DC Has Big Opportunities to Cover Housing-Related Services with Medicaid

Last week, DC government officials gathered to strategize on how to use Medicaid — a health program that comes with federal funding — to help more homeless residents get stable housing. There is evidence that stable housing leads to better health, and both DC and the federal government are exploring how housing-related services could be paid for with Medicaid dollars. The meetings, which included researchers, agency officials, and health and housing providers, uncovered several new opportunities that DC should consider to coordinate Medicaid and housing to help combat homelessness.

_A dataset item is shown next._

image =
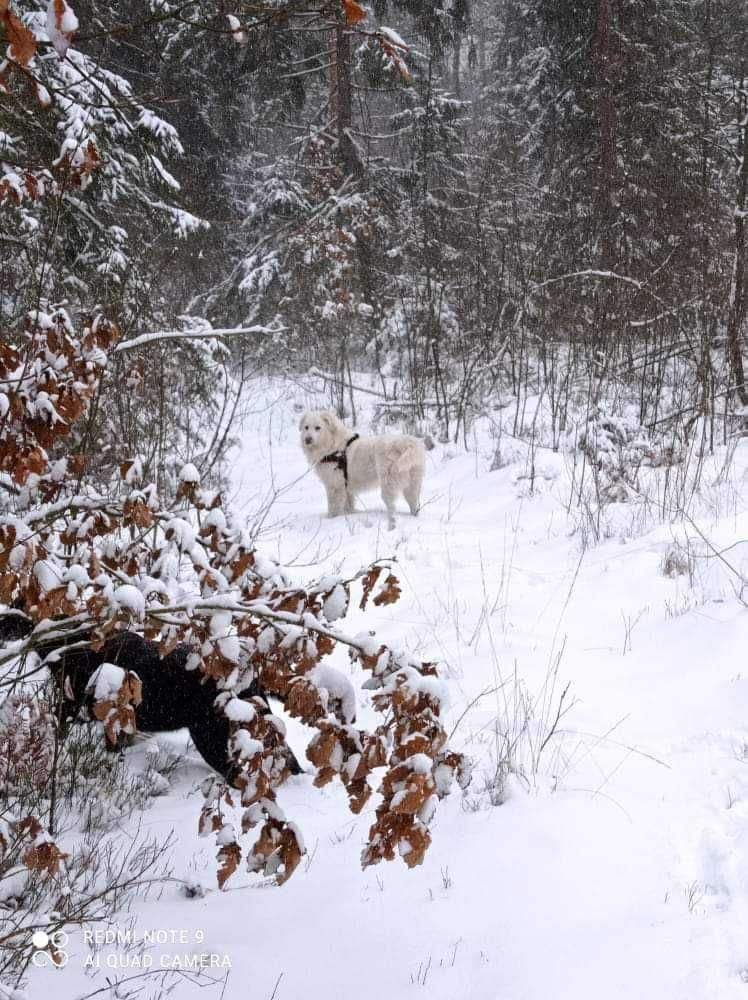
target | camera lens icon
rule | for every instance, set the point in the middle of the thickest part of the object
(49, 949)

The District’s Interagency Council on Homelessness and Medicaid agency, the Department of Health Care Finance, have been researching and identifying overlaps in the Medicaid benefits chronically homeless residents use and the supportive services Medicaid covers. They found that certain Medicaid benefits — especially for people with mental health issues in community-based treatment — cover up to 80 percent of the housing support services delivered in Permanent Supportive Housing (PSH) programs. DC’s PSH program places homeless residents with chronic health conditions and other barriers into housing and then provides services to address those issues.

The federal government also issued guidance which could help states leverage Medicaid dollars for housing-related services similar to those delivered in PSH. There is lots of evidence that PSH participants are better able to get to the doctor and keep up with prescriptions, are more likely to stay healthy and housed, and are less likely to go to the emergency room.

The District’s health and housing leaders who met last week identified a number of promising opportunities.

  • Medicaid now covers or will soon cover many of the services that chronically homeless residents and residents in PSH need. There may be opportunities to link residents in PSH with a Medicaid case manager. Still, there are gaps and implementation barriers that need to be explored further.
  • Medicaid Managed Care Organizations can play a part in linking Medicaid and PSH. The District’s Medicaid managed care program paid for millions in unnecessary health costs last year, related to uncoordinated care, avoidable hospital visits, and emergency room use for non-emergencies. These companies will soon be paid based on how they improve these measures and will have an incentive to partner with PSH providers to provide case management.
  • Medicaid services for people with severe mental illness look a lot like PSH services. Medicaid’s intensive treatment and case management for mental health (known as Assertive Community Treatment) closely mirrors what the services delivered in PSH. Pairing residents who receive these Medicaid services with rental assistance could expand supportive housing.

These developments are exciting and could lead to more stable and affordable housing for our homeless residents. All of the options explored will need further refinement, cross-walking, and study to see if they can realistically be implemented. And the District will have to do more to create partnerships and information sharing among providers. But last week’s meeting was a great start.